Dalam diskusi itu, Ketua BEM Universitas Indonesia (UI), Leon Alvinda Putra juga mengamini bahwa kebebasan berdemokrasi saat ini dirasanya semakin tergerus.
"Yang terjadi sebaliknya. Saya mau bercerita ketika kita berbicara terkait dengan tadi penyempitan ruang demokrasi," ucap Leon.
Leon lantas menceritakan kisahnya saat mahasiswa yang tergabung dalam BEM SI se-Jabodetabek hendak melakukan aksi unjuk rasa bersama dengan serikat buruh pada 1 Mei lalu.
Mahasiswa, kata dia, dilarang polisi untuk ikut aksi karena bukan merupakan golongan buruh yang tengah melakukan unjuk rasa tersebut sebagai bagian dari hari buruh.
"Jadi kami yang massa bareng buruh itu tiba-tiba mahasiswa itu ditekan sama Polda Metro Jaya itu disekat. Jadi diberhentikan, ini buruh, ini mahasiswa, tiba-tiba polisi masuk. Diberhentikan kemudian dikelilingi, dipepet jadi kita tidak bisa jaga jarak," kata dia.
Kala itu, dia melihat rekan-rekannya mahasiswa yang diperlakukan secara kasar oleh aparat kepolisian.

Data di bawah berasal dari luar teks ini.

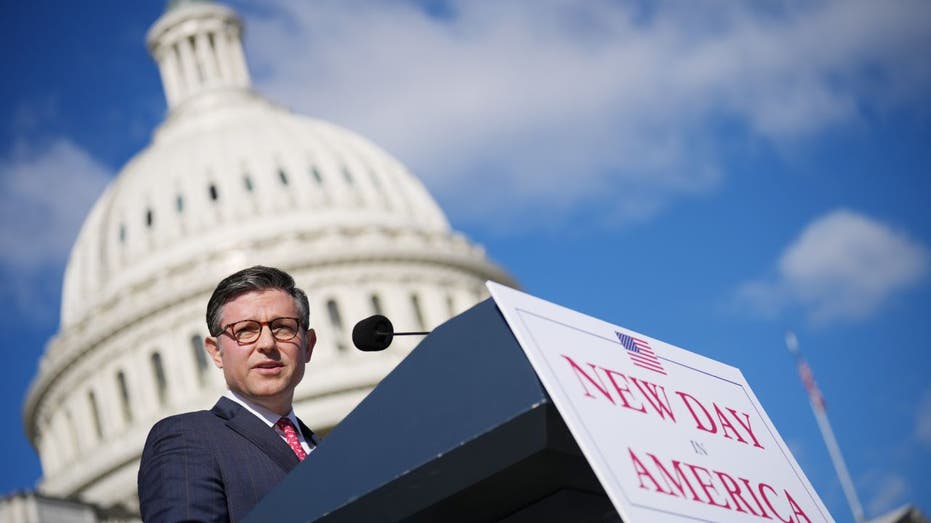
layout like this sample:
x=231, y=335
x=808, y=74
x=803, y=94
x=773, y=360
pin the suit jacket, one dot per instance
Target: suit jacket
x=211, y=465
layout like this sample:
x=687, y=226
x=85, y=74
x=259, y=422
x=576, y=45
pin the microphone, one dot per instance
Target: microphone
x=376, y=332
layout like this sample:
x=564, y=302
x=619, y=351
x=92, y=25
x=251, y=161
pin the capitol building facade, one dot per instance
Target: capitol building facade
x=230, y=180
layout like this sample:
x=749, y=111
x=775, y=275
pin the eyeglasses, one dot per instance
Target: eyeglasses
x=249, y=331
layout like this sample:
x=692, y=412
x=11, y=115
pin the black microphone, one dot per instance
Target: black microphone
x=375, y=333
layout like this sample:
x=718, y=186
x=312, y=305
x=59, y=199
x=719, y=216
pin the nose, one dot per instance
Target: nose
x=266, y=341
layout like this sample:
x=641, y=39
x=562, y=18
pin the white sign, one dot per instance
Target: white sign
x=670, y=434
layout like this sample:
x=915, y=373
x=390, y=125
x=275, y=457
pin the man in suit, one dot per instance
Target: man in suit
x=216, y=465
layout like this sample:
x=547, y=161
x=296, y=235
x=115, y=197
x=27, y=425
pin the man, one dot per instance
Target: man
x=216, y=465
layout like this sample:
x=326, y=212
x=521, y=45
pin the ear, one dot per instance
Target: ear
x=311, y=341
x=212, y=346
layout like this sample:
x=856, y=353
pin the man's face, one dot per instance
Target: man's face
x=265, y=371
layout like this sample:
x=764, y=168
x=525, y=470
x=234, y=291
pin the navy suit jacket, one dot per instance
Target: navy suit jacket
x=211, y=465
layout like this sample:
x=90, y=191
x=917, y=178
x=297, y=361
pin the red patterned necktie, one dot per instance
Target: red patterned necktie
x=290, y=434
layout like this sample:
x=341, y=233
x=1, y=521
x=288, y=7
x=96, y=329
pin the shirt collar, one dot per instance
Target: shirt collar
x=266, y=415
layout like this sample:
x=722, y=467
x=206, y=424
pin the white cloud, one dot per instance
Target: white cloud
x=44, y=197
x=844, y=266
x=560, y=105
x=45, y=194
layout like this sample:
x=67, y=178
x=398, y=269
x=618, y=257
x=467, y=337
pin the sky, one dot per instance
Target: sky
x=712, y=174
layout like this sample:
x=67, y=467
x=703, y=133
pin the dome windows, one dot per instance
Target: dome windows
x=158, y=372
x=376, y=304
x=347, y=175
x=200, y=357
x=315, y=172
x=418, y=311
x=95, y=414
x=125, y=404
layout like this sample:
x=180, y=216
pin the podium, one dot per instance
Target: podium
x=461, y=431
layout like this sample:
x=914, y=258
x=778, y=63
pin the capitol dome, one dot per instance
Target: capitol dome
x=230, y=180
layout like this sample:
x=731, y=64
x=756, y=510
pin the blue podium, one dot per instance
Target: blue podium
x=461, y=431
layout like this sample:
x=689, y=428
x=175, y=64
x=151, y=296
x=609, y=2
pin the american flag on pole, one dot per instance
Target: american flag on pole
x=640, y=353
x=808, y=379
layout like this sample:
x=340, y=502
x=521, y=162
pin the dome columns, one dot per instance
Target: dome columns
x=198, y=48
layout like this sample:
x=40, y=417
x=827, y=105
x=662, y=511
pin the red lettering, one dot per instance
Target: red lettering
x=622, y=390
x=733, y=489
x=660, y=405
x=707, y=485
x=579, y=373
x=757, y=501
x=711, y=427
x=676, y=481
x=643, y=472
x=770, y=505
x=796, y=510
x=726, y=423
x=756, y=442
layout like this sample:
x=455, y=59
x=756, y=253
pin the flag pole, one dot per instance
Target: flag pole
x=817, y=406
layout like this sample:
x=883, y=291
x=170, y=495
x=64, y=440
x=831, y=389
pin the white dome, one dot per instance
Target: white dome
x=237, y=177
x=230, y=180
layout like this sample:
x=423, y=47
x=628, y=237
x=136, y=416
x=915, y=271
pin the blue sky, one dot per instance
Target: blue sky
x=710, y=174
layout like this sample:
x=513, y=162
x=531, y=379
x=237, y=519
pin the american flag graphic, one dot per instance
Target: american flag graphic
x=808, y=379
x=640, y=353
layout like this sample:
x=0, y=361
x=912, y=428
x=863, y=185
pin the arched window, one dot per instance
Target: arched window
x=450, y=305
x=316, y=174
x=200, y=357
x=335, y=318
x=158, y=372
x=418, y=312
x=95, y=414
x=347, y=176
x=124, y=396
x=376, y=304
x=337, y=321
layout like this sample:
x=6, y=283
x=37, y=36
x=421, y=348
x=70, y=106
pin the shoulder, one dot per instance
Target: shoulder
x=179, y=474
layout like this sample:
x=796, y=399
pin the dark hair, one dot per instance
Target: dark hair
x=253, y=279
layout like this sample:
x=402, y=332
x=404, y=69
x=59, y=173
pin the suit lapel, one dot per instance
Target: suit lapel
x=256, y=431
x=308, y=434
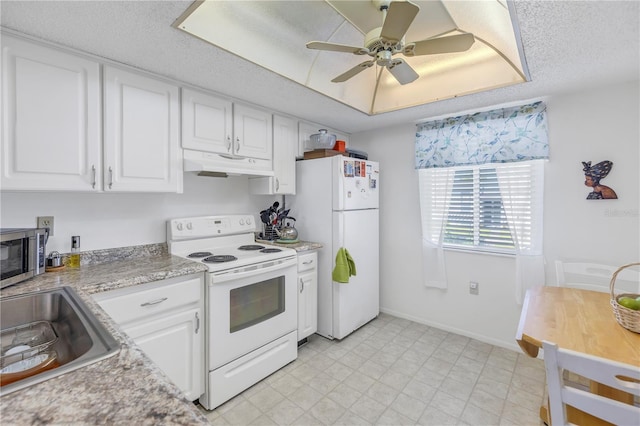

Padahal, menurut dia, polisi tak memiliki kewenangan untuk melakukan penyekatan dan membubarkan mahasiswa yang hendak berdemonstrasi bersama dengan serikat buruh tersebut.
"Pertama katanya karena ini ini hari buruh, kalian mahasiswa bukan. Kami balas, saya sendiri yang jawab 'Coba bapak sebutkan peraturan mana yang melarang mahasiswa demo di hari buruh'. Tidak bisa dijawab," ujarnya.
Menurutnya, polisi berdalih bahwa unjuk rasa tersebut kemudian mengabaikan protokol kesehatan. Padahal, dari sudut pandang Leon polisi lah yang membuat mereka tersekat sehingga tak bisa saling menjaga jarak.
Upaya-upaya kepolisian tersebut kemudian berlanjut hingga akhirnya beberapa mahasiswa dibawa ke Polda Metro Jaya untuk dimintai keterangan.
Peristiwa serupa, kata dia, juga terjadi pada 3 Mei 2021 saat mahasiswa melakukan aksi unjuk rasa di depan kantor Kemendikbud untuk memberikan referensi dan kajian kebijakan terkait kampus yang dinilainya represif.
Mahasiswa, kata dia, telah memperhatikan protokol kesehatan namun pada akhirnya tetap ditangkap oleh kepolisian.
Belum lagi, lanjutnya, terkait upaya gangguan digital seperti doxing dan juga pemesanan makanan secara daring yang kemudian menyulitkan mahasiswa itu sendiri.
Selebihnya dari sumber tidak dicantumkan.